The Gram-positive bacterium B. subtilis (ATCC 6051) and the Gram-negative bacteria P. aeruginosa (KCTC 22073), E. coli (ATCC 11775), and Er. rhapontici (ATCC 29283) were cultured on Luria–Bertani agar (LB agar), while the fungus C. albicans (KCTC 7965) was cultured on yeast extract–peptone–dextrose agar (YPD agar). After overnight incubation at 27 °C, bacterial cells were transferred to LB broth and cultured at 30 °C for 24 h, whereas C. albicans was cultured in YPD broth under the same conditions. The harvested bacterial and fungal cells were inoculated into Mueller–Hinton broth (MHB) and YPD broth, respectively, to an initial optical density (OD) of 0.0008 at 600 nm. Test compounds were dissolved in DMSO and serially diluted two-fold with the corresponding broth to final concentrations of 200–0.4 µg/mL. The plates were then incubated at 30 °C for 18 h, and microbial growth was measured by recording the absorbance at 600 nm. Gentamicin and cycloheximide were used as reference compounds for bacteria and C. albicans, respectively, and were tested under the same conditions at final concentrations of 200–0.4 µg/mL.

4. Conclusions

In this study, a previously undescribed macrolactam, cebulactam A₃ (1), was isolated from the marine-derived Saccharopolyspora sp. PG10, together with four known congeners. The structure of 1 was elucidated by comprehensive spectroscopic analyses, and its absolute configuration was established using Mosher’s method. ROESY data identified 1 to be a C-7 epimer of cebulactam A₂, representing a rare example of stereochemical variation within the cebulactam family. Genome analysis identified a putative BGC consistent with a hybrid PKS pathway, and a plausible mechanism was proposed to account for the formation of the C-7 epimeric pair.
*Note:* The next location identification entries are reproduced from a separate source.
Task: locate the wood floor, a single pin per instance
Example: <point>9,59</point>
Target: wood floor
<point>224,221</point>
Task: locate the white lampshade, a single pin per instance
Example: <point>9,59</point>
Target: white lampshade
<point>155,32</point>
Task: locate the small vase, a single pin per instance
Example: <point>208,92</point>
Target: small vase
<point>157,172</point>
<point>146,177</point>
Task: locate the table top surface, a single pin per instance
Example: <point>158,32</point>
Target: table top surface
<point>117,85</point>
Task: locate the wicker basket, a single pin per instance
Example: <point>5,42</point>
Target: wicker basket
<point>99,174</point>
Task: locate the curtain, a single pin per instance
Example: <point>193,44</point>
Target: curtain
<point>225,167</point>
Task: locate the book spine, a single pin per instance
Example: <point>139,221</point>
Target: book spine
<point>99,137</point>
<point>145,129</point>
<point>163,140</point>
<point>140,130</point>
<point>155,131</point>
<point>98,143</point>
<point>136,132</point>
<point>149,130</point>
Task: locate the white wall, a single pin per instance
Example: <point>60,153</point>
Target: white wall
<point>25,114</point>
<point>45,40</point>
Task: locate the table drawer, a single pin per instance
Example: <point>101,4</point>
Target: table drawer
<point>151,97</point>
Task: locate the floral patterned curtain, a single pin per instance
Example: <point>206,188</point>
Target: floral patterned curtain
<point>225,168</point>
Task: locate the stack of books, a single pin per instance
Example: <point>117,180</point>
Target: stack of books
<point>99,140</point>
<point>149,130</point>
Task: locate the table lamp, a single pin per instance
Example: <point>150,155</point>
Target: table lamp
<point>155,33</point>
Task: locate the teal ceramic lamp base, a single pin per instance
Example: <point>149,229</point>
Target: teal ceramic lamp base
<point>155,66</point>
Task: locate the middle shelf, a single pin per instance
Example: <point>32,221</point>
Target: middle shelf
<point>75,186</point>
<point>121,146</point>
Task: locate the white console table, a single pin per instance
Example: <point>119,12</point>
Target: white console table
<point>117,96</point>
Antibacterial evaluation provided additional biological information on the isolated analogs, including the previously unreported antibacterial activity of shengliangmycin B under the tested conditions. Overall, these findings expand the structural diversity of cebulactam-type macrolactams and provide insights into their stereochemical and biosynthetic variability.